Robert Haas napsal(a):
On Thu, Oct 1, 2009 at 1:37 PM, Tom Lane <t...@sss.pgh.pa.us> wrote:
Petr Jelinek <pjmo...@pjmodos.net> writes:
because it seems like merging privileges seems to be acceptable for most
(although I am not sure I like it, but I don't have better solution for
managing conflicts), I changed the patch to do just that.
It's not clear to me whether we have consensus on this approach.

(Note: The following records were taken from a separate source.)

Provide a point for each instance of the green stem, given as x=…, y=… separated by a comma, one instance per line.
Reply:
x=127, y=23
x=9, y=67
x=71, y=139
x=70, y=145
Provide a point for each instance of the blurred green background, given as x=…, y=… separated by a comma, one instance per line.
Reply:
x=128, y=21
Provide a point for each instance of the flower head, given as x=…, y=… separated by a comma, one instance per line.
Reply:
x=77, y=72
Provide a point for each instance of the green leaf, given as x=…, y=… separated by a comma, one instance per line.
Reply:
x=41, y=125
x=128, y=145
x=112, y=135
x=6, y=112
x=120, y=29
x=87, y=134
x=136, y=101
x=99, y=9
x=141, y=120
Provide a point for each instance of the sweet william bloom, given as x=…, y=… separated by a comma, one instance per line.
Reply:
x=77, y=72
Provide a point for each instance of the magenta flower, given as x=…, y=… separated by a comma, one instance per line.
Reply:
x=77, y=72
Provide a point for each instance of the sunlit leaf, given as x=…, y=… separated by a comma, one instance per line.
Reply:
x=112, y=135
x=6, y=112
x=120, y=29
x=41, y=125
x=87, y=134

Last chance for objections, anyone?
The main argument I can see against doing it this way is that it doesn't
provide a means for overriding the hard-wired public grants for object
types that have such (principally functions). I think that a reasonable
way to address that issue would be for a follow-on patch that allows
changing the hard-wired default privileges for object types. It might
well be that no one cares enough for it to matter, though. I think that
in most simple cases what's needed is a way to add privileges, not
subtract them --- and we're already agreed that this mechanism is only
meant to simplify simple cases.
I'm going to reiterate what I suggested upthread... let's let the
default, global default ACL contain the hard-wired privileges, instead
of making them hardwired. Then your objects will get those privileges
not because they are hard-wired, but because you haven't changed your
global default ACL to not contain them.
That's somewhat how I implemented it although not just on global level
but in any single filter, what we now have as defaults (before this
patch) is used as template for default acls and you can revoke it. You
just can't revoke anything you granted anywhere in the default acls chain.